Unlike USDC and USDT, DAI is an over-collateralized, crypto-backed stablecoin. This means that the collateral backing this stablecoin is other cryptocurrencies. Furthermore, its “overcollateralized” nature means that the value of the collateral backing DAI is greater than the value of DAI. For example, an ETH-based (ERC-20) token worth $1.50 returns $1 worth of DAI.
Immutable and tamper-proof smart contracts are not any centralized, destructible entity, but maintain DAI’s peg to $1 by increasing or decreasing the amount of collateral based on market dynamics.
Users can borrow EOSDT by staking their digital assets in smart contracts at a small interest rate of 1% APR.
Stablecoins also have an insurance mechanism called a “stable fund” to protect EOSDT and its holders from extreme market volatility.
Additionally, by incentivizing arbitrators, the price of EOSDT is maintained at $1. This is similar to the mechanism of the University of Science and Technology of China.However, unlike the University of Science and Technology of China, EOSDT is not an algorithm, and the current mortgage rate is 281%.
Dollar is an over-collateralized stablecoin backed by a cryptocurrency synthesizer, an ETH-based protocol that facilitates DeFi derivatives trading. sUSD acts as a bridge to trade these on-chain synthetic assets on the Ethereum network.

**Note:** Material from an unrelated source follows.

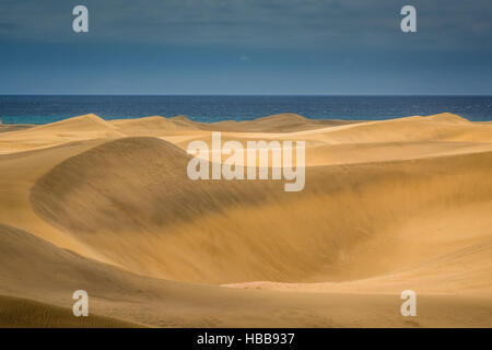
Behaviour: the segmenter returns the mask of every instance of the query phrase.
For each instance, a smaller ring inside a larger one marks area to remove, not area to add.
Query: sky
[[[0,0],[0,94],[491,95],[492,1]]]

All synthetic assets on Synthetix are called “Synths” and are denoted by an “s” at the prefix. sBTC, sETH and sSOL are some examples. Likewise, sUSD is a synthetic stablecoin asset.
5. Respiratory syncytial virus
respiratory syncytial virus It is a collateralized stablecoin. However, unlike the other tokens mentioned here, RSV uses a hybrid collateral approach. Therefore, a combination of fiat and cryptocurrencies supports this stablecoin.
RSV is a product of Reserve, a protocol designed to provide citizens of high-inflation countries with a strong inflation hedge. Reserve Dollars (RSV) are the stablecoins that facilitate this.
prudence is wisdom
Obviously, you have multiple options for alternative stablecoins, such as UST. They are more robust, more reliable, and most importantly, more decentralized. But nonetheless, the importance of due diligence on these issues cannot be overstated.
Before investing in any stablecoin, you must do thorough research. Take a close look at the project team, their track record, and most importantly, the protocol architecture. This is sometimes difficult, but totally necessary. Especially since the crypto space is still in its infancy, with a lot of volatility and uncertainty.
New changes are taking place every day, and you must always be cautious about negative consequences. However, the storm will soon be over, and the future of finance will be bright by then. Stablecoins will define this future, and so can you.